Erinn Looney-Triggs wrote:
-----BEGIN PGP SIGNED MESSAGE-----
Hash: SHA1
On 12/05/2013 01:35 AM, Martin Kosek wrote:
On 12/04/2013 06:58 PM, Erinn Looney-Triggs wrote:
On 12/04/2013 07:15 AM, Rob Crittenden wrote:
Erinn Looney-Triggs wrote:
-----BEGIN PGP SIGNED MESSAGE----- Hash: SHA1
On 11/27/2013 11:11 AM, Rob Crittenden wrote:
Erinn Looney-Triggs wrote:
-----BEGIN PGP SIGNED MESSAGE----- Hash: SHA1
On 11/25/2013 11:09 AM, Rob Crittenden wrote:
Erinn Looney-Triggs wrote:
Folks just wanted to touch base again before the
American holiday season starts. My CA, which is
subordinate to AD CS will be expiring on December
9th, I submitted a bug, y'all drew up docs etc for a
plan (thanks).
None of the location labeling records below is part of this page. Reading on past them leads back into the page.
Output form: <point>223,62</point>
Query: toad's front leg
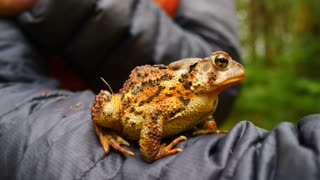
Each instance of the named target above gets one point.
<point>110,138</point>
<point>150,139</point>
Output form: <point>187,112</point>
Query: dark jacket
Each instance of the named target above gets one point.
<point>47,133</point>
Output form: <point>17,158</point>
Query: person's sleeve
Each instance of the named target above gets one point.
<point>108,38</point>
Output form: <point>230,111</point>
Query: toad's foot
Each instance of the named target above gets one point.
<point>209,127</point>
<point>168,150</point>
<point>110,138</point>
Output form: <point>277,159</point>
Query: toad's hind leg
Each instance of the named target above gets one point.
<point>110,138</point>
<point>209,127</point>
<point>150,139</point>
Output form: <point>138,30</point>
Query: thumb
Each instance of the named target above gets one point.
<point>14,7</point>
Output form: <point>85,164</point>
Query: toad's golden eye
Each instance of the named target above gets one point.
<point>220,61</point>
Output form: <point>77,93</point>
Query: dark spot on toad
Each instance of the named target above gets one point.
<point>191,68</point>
<point>184,101</point>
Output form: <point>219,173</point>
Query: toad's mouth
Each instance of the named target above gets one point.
<point>230,82</point>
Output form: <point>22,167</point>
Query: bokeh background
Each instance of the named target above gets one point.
<point>281,53</point>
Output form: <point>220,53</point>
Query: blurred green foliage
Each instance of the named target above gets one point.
<point>280,50</point>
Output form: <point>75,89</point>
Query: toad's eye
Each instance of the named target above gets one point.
<point>220,61</point>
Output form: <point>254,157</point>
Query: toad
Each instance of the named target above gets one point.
<point>160,101</point>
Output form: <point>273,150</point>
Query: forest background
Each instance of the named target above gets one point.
<point>280,50</point>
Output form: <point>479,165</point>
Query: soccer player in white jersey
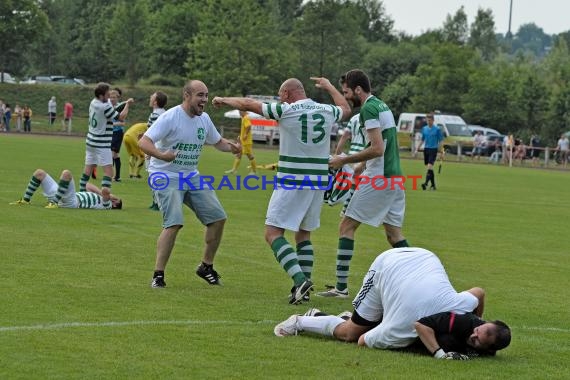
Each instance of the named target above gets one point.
<point>402,286</point>
<point>174,142</point>
<point>304,147</point>
<point>63,194</point>
<point>100,135</point>
<point>381,157</point>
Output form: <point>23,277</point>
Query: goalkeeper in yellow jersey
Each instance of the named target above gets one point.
<point>246,141</point>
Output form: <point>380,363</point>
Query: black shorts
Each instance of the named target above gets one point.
<point>117,141</point>
<point>430,154</point>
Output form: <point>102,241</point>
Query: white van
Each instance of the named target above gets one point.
<point>262,129</point>
<point>454,129</point>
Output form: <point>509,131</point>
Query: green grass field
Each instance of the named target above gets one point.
<point>76,300</point>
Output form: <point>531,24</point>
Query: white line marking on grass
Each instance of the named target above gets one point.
<point>66,325</point>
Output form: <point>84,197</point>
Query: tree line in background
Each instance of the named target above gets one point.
<point>518,83</point>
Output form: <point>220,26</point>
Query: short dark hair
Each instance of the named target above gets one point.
<point>161,99</point>
<point>354,78</point>
<point>502,336</point>
<point>101,89</point>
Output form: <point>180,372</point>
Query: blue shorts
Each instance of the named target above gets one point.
<point>204,203</point>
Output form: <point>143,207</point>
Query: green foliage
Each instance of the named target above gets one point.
<point>77,302</point>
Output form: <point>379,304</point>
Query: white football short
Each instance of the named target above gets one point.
<point>98,156</point>
<point>295,209</point>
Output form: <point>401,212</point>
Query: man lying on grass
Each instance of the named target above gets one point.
<point>406,295</point>
<point>63,194</point>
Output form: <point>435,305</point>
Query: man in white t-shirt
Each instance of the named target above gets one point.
<point>401,286</point>
<point>563,146</point>
<point>174,142</point>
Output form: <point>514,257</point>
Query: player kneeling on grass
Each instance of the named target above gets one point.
<point>406,295</point>
<point>63,194</point>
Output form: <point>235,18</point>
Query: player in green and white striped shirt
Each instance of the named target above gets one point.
<point>304,147</point>
<point>63,194</point>
<point>369,204</point>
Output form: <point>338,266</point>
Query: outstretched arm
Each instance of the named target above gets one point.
<point>243,104</point>
<point>427,336</point>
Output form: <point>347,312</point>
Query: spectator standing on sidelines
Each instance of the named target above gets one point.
<point>431,141</point>
<point>304,147</point>
<point>7,117</point>
<point>381,157</point>
<point>402,287</point>
<point>118,131</point>
<point>52,110</point>
<point>100,135</point>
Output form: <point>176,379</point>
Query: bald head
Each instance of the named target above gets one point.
<point>292,90</point>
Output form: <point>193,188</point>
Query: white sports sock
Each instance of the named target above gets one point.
<point>323,325</point>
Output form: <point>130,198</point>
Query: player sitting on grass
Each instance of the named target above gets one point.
<point>64,194</point>
<point>406,294</point>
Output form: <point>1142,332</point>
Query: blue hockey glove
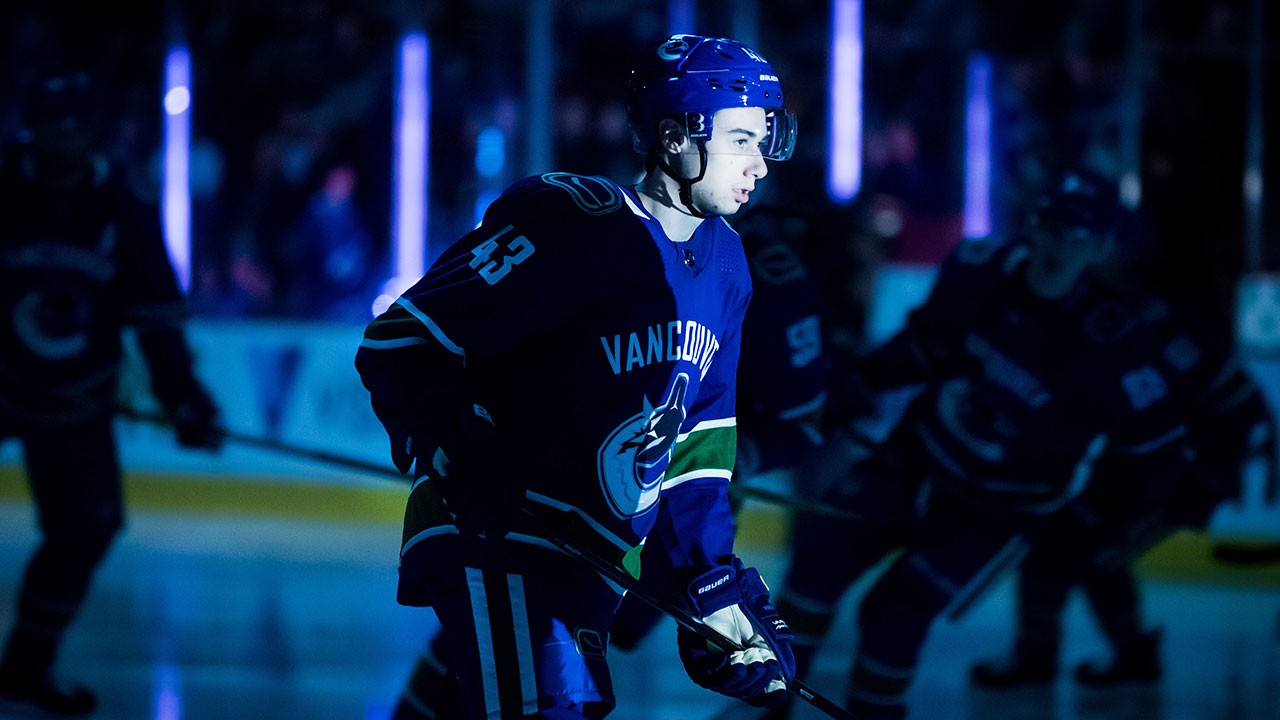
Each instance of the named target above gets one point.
<point>471,470</point>
<point>735,602</point>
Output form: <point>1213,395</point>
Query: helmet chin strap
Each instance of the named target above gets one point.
<point>686,185</point>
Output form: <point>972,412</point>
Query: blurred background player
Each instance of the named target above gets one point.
<point>81,258</point>
<point>577,354</point>
<point>1136,501</point>
<point>1029,372</point>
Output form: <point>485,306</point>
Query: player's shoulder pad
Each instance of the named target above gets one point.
<point>1110,322</point>
<point>558,196</point>
<point>981,264</point>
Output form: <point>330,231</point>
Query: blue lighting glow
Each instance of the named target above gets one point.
<point>490,151</point>
<point>168,693</point>
<point>977,155</point>
<point>176,201</point>
<point>410,208</point>
<point>845,126</point>
<point>483,201</point>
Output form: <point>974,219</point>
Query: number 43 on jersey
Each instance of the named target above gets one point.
<point>511,254</point>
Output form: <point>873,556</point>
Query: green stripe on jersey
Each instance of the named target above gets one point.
<point>709,446</point>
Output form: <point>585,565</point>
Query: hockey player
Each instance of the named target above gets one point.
<point>575,355</point>
<point>1029,373</point>
<point>81,256</point>
<point>780,382</point>
<point>1136,502</point>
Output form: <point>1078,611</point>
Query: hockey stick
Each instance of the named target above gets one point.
<point>602,565</point>
<point>268,443</point>
<point>790,502</point>
<point>682,616</point>
<point>794,504</point>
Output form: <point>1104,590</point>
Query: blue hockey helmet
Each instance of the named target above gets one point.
<point>689,77</point>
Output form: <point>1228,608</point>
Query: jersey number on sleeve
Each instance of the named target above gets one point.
<point>804,338</point>
<point>512,254</point>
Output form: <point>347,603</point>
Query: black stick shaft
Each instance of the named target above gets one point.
<point>602,565</point>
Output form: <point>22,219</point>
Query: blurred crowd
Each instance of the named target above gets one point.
<point>293,108</point>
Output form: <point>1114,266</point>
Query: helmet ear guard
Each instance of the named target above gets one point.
<point>690,77</point>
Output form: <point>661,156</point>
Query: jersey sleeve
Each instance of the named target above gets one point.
<point>694,528</point>
<point>507,279</point>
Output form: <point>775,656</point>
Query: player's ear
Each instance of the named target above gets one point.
<point>671,135</point>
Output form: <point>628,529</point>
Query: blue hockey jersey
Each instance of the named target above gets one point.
<point>606,355</point>
<point>1023,395</point>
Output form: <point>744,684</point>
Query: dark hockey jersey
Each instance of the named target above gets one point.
<point>604,352</point>
<point>76,267</point>
<point>782,373</point>
<point>1023,395</point>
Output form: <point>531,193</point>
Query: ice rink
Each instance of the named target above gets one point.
<point>224,601</point>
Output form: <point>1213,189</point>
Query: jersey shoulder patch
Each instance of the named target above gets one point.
<point>593,195</point>
<point>554,197</point>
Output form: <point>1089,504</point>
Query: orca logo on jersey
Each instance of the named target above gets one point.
<point>593,195</point>
<point>632,459</point>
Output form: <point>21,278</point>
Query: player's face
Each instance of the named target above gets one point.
<point>734,160</point>
<point>1060,259</point>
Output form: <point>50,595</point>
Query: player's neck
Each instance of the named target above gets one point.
<point>661,199</point>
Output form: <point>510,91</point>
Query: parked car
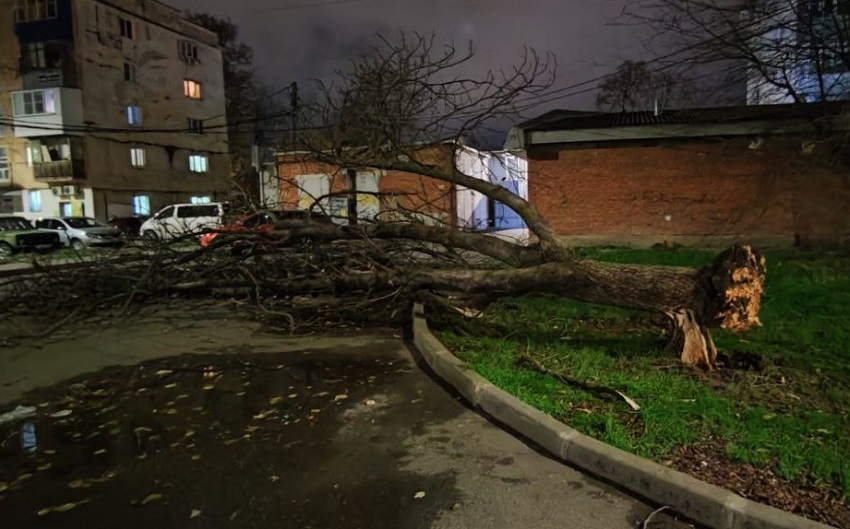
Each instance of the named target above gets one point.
<point>18,235</point>
<point>183,219</point>
<point>129,226</point>
<point>261,222</point>
<point>81,232</point>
Now I just wanted to see how it was
going and if need be what manual steps I will need to
take to renew the certificate.
Thanks again for the great work,
We're working on an a set of tools to make this easier.
For now I've appended some manual instructions onto a
page still in progress.
http://www.freeipa.org/page/Howto/CA_Certificate_Renewal#Manual_Procedure_in_IPA_3.0
Some parts may be still be a little rough or hard to understand.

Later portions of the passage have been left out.